I’ve done a lot of research in to 11AC alternator system, and I’ve posted a trouble guide that you should read. The Moss video is chock full of errors and oversimplifications, and it’s not specific to the 11AC system. Their procedure won’t help you diagnose the problem. My guide was mentioned above (thks), here’s the link again:
100 amp alternators are unnecessary, even with A/C, and a one wire is just silly.

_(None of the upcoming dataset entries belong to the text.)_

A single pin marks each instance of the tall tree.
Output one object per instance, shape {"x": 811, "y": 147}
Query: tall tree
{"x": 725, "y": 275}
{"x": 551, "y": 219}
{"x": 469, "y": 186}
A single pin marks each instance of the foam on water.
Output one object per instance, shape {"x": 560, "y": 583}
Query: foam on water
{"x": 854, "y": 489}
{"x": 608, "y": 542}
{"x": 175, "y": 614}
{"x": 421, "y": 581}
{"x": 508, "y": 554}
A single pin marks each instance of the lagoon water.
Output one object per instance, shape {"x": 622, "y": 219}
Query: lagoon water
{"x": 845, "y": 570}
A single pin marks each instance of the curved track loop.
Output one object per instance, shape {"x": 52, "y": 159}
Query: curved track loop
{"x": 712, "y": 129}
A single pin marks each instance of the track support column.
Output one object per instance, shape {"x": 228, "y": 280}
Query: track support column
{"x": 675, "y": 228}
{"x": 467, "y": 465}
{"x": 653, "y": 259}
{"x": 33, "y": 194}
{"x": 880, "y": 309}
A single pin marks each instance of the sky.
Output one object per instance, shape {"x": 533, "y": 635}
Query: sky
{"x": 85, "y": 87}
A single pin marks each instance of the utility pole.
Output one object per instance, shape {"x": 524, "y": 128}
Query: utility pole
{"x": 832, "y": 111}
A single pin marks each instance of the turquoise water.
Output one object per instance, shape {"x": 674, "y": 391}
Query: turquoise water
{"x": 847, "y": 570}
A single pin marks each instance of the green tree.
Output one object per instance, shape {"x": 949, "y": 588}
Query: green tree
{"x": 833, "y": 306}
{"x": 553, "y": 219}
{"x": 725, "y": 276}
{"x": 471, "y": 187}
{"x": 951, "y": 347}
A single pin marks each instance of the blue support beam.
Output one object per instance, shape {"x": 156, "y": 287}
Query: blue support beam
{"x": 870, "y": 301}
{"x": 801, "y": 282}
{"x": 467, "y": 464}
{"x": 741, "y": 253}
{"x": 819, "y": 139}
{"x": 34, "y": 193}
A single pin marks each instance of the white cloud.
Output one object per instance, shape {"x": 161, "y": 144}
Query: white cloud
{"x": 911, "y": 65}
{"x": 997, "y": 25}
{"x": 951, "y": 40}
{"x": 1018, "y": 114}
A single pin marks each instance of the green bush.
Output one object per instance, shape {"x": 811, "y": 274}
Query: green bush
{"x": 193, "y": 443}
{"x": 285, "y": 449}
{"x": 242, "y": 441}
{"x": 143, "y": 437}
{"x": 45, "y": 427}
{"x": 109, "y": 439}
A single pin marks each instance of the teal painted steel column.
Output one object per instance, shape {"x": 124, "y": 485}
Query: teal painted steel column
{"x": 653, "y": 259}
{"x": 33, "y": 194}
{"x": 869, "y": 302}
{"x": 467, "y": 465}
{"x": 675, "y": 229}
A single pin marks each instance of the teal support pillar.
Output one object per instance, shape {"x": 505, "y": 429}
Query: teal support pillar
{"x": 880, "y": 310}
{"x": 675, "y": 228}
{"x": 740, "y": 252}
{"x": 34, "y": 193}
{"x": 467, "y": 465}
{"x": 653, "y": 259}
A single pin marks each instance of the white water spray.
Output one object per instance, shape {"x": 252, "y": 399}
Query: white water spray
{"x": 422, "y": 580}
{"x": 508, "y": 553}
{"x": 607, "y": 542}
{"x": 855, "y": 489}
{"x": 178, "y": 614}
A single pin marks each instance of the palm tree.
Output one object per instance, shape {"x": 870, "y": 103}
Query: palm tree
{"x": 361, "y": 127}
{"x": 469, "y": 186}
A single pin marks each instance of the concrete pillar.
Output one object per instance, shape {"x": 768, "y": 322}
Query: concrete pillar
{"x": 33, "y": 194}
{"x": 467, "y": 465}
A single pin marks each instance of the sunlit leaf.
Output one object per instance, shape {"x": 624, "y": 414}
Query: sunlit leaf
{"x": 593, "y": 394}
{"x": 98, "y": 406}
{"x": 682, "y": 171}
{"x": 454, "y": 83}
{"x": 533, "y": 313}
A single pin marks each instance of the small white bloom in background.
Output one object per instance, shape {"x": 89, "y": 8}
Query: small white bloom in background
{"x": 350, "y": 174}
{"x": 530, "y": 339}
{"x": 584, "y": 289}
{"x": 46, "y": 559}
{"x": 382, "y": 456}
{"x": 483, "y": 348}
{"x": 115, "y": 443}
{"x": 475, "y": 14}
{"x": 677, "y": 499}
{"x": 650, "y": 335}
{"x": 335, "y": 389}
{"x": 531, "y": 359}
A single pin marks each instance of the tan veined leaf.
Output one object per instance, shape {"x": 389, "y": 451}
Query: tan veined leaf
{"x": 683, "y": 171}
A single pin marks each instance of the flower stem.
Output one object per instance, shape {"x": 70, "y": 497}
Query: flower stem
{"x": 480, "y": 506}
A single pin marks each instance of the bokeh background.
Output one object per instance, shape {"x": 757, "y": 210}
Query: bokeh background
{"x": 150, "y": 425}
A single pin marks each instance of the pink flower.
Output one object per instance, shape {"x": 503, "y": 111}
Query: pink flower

Before you substitute something else for something that is an original part of an increasingly valuable car, at least make an effort to figure it out.
So, let me cut through all the crap and start you off right. Take your meter and set it to read DC volts, 20V range if you have it. Disconnect the F+ wire at the alternator, with the car not running this time. Put one meter probe on the F+ wire terminal and the other on any good ground, and have someone start the car. ( if you don’t see any voltage, turn off the car and try again with the F- wire, since they’re probably mislabled) The next step depends on whether you’re seeing 12v there. If you’re not getting 12V, the problem is in the relay or the relay wiring. If you are getting 12v, try the voltage regulator test described in the FSM. If the VR tests bad, replace it. Otherwise your alternator is bad.